Nicolás Maquiavelo es famoso por ser uno de los filósofos más astutos y despiadados de la historia. Un diplomático italiano, se lo describe como un "realista" y un "maestro del mal".



En el siglo XVI, se creía ampliamente que la autoridad de los grandes líderes derivaba de ser virtuosos y moralmente honrados.

Maquiavelo desafió esto y argumentó que el poder bruto es todo lo que se necesita, y no hay una forma ilegítima de obtenerlo.
Maquiavelo fue un acérrimo crítico de la Iglesia.


Él la acusó de obtener poder a través de la fuerza armada. Describió al Papa Alejandro como un estafador. Puede haber sido un ateo, o incluso haber creído en religiones populares antiguas sobre el cristianismo.


Además, el ejército que saqueó Roma pertenecía al Sacro Imperio Romano de las Naciones Alemanas, que había trabajado con Roma durante siglos.



¿Quién más podría persuadirlos de volverse contra el Papa, además del maestro manipulador, Maquiavelo? Paul Schwartzman, consultor estratégico y miembro de la Academia Americana en Roma, cree que Maquiavelo llegó a un acuerdo con el ejército mercenario en 1527. El plan era destruir a la casi indefensa Roma como castigo por la extravagancia y la corrupción de la Iglesia.

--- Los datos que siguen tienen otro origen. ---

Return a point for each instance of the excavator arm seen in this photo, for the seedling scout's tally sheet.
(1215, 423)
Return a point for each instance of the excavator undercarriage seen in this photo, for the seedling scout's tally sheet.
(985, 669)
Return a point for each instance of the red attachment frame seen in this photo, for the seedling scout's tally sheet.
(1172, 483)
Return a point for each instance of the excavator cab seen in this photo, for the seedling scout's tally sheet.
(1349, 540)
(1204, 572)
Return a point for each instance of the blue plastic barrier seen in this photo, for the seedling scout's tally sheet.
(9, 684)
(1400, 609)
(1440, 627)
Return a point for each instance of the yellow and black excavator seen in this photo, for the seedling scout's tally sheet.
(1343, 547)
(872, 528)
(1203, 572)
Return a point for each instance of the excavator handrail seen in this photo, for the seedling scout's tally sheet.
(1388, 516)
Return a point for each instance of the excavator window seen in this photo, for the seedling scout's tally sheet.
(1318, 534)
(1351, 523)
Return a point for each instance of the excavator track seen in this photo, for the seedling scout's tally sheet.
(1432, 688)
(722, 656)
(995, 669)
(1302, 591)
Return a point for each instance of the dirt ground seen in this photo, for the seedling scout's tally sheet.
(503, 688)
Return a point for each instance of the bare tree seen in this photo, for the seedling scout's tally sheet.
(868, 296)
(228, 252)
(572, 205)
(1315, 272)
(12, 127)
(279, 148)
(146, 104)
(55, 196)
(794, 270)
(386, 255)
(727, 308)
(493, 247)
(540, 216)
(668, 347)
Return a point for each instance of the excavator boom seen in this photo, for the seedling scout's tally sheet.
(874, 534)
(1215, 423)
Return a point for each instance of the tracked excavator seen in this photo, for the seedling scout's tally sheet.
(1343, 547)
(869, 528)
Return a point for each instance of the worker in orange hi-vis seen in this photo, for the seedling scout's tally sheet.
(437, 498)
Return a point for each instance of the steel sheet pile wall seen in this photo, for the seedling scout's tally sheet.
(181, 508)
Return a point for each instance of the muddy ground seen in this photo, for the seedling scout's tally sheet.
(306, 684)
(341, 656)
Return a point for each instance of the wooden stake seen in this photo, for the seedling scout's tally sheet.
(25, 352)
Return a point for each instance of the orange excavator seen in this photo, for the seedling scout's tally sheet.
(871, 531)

Sin embargo, Maquiavelo no podría haberlo hecho solo. El Vaticano tenía fuertes fortificaciones, artillería avanzada y su propio ejército permanente.


En 1526, Clemente VII nombró a Francesco Guicciardini teniente general del ejército papal. Era muy respetado en el renacimiento de Italia. Después de haber estudiado como abogado, rápidamente se abrió paso entre las filas de la sociedad papal y gobernó varias ciudades por tres papas a lo largo de su carrera.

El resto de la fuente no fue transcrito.